CASSE ET ANNULE, mais seulement en ce que la cour d'appel s'est reconnue compétente pour connaître de l'action en réparation intentée par les consorts Z..... à l'encontre d'EDF, l'arrêt rendu le 17 avril 1991, entre les parties, par la cour d'appel de Limoges ; remet, en conséquence, quant à ce, la cause et les parties dans l'état où elles se trouvaient avant ledit arrêt et, pour être fait droit, les renvoie devant la cour d'appel de Poitiers.


Sens de l'arrêt : Cassation partielle
Type d'affaire : Civile

Analyses

1° ELECTRICITE - Contrat d'abonnement - Résiliation - Installation d'un coupe-circuit plombé par EDF - Perte par les propriétaires des pouvoirs d'usage - de contrôle et de direction de l'installation électrique.

1° RESPONSABILITE DELICTUELLE OU QUASI DELICTUELLE - Choses dont a la garde - Garde - Pouvoirs de contrôle - d'usage et de direction - Installation électrique - Branchement désaffecté - Coupe-circuit installé dans les lieux par EDF.
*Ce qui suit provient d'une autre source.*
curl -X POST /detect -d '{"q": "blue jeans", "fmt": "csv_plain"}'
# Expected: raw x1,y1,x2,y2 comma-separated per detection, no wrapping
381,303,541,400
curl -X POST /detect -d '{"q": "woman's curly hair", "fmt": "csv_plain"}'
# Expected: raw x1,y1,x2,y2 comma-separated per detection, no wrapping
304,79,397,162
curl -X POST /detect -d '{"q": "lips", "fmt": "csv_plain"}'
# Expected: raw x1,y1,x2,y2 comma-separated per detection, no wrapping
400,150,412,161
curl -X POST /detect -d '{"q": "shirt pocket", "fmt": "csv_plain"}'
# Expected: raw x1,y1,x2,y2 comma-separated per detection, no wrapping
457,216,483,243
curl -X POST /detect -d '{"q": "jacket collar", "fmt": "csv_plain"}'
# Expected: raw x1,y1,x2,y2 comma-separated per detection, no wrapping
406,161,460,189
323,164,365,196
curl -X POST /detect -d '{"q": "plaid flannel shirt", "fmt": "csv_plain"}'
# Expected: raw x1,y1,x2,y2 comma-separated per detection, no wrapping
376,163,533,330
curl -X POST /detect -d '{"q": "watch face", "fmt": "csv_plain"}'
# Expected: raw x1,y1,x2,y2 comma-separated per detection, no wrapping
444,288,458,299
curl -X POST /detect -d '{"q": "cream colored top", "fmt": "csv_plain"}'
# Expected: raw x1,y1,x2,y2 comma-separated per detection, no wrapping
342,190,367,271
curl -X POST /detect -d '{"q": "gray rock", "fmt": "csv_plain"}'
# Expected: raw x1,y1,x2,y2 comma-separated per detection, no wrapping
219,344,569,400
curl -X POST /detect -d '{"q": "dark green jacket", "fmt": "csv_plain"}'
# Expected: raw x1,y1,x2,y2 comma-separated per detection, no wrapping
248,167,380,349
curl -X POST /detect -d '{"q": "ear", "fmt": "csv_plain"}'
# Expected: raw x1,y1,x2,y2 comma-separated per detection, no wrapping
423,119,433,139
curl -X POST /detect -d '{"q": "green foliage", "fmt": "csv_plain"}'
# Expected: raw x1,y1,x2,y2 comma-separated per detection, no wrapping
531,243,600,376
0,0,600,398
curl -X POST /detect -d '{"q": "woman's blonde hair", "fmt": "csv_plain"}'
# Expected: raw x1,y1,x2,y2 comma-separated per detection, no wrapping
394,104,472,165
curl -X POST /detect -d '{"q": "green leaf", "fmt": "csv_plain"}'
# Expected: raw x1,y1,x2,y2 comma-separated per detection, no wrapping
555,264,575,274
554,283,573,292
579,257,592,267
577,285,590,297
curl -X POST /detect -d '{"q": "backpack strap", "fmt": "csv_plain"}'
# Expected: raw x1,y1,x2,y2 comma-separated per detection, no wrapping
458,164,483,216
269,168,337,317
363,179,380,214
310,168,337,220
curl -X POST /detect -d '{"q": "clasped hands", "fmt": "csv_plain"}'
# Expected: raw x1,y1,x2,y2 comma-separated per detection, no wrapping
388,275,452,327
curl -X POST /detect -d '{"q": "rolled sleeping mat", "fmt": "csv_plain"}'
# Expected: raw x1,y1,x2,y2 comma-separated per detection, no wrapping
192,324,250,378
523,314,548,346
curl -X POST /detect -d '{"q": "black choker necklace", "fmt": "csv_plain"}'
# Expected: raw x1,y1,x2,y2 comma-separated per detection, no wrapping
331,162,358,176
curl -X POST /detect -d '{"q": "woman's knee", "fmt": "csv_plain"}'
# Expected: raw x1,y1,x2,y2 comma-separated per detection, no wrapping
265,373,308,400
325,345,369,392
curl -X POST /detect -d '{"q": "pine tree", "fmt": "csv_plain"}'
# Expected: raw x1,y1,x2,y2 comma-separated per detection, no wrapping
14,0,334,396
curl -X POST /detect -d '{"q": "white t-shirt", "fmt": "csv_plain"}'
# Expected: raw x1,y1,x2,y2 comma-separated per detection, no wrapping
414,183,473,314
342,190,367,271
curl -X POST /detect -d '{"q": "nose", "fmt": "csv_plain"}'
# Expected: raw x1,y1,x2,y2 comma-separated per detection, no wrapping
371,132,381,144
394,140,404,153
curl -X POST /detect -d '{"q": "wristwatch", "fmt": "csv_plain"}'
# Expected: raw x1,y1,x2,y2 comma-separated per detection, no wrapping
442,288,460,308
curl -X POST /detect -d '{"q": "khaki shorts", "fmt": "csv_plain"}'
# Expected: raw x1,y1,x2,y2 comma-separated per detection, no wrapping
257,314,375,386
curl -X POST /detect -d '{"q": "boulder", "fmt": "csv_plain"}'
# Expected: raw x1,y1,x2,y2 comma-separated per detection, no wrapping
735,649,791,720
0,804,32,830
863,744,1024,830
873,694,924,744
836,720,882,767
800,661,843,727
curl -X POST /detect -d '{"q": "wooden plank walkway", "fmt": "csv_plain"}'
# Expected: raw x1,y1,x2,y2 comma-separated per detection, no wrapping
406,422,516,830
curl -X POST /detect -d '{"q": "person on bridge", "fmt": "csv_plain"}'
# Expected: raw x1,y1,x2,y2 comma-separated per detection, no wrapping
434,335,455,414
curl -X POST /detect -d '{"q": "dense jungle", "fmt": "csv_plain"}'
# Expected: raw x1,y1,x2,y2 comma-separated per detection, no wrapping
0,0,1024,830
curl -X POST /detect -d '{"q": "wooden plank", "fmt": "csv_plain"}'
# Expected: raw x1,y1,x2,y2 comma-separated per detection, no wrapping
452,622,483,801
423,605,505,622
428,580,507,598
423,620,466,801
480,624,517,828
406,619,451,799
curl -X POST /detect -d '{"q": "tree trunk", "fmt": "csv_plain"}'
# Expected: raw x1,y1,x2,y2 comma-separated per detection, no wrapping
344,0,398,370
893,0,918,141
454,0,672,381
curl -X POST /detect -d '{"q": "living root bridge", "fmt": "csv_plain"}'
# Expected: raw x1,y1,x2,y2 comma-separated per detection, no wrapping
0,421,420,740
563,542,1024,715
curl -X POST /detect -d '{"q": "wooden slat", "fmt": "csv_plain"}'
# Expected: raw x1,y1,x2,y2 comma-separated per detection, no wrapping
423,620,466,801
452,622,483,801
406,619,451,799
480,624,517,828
1° Ayant relevé que les propriétaires d'une scierie avaient résilié leur contrat d'abonnement d'électricité afférent à cet établissement, que le branchement reliant celui-ci au réseau avait été désaffecté, que le compteur électrique avait été déposé, et qu'une boîte plombée de coupe-circuit avait été installée par EDF, la présence de ces plombs interdisant aux propriétaires toute manipulation de l'appareil, une cour d'appel en a exactement déduit que les propriétaires avaient perdu les pouvoirs d'usage, de contrôle et de direction de l'installation électrique.

2° PROCEDURE CIVILE - Renvoi par la juridiction pénale - Obligation du juge civil - Examen de la compétence judiciaire ou administrative.

2° Lorsqu'il est saisi sur renvoi de la juridiction pénale, le juge civil est tenu d'examiner si l'action dirigée contre le tiers mis en cause relève de la compétence judiciaire ou de la compétence administrative.

3° SEPARATION DES POUVOIRS - Ouvrage public - Définition - Electricité de France - Branchement particulier - Installation intérieure à un immeuble.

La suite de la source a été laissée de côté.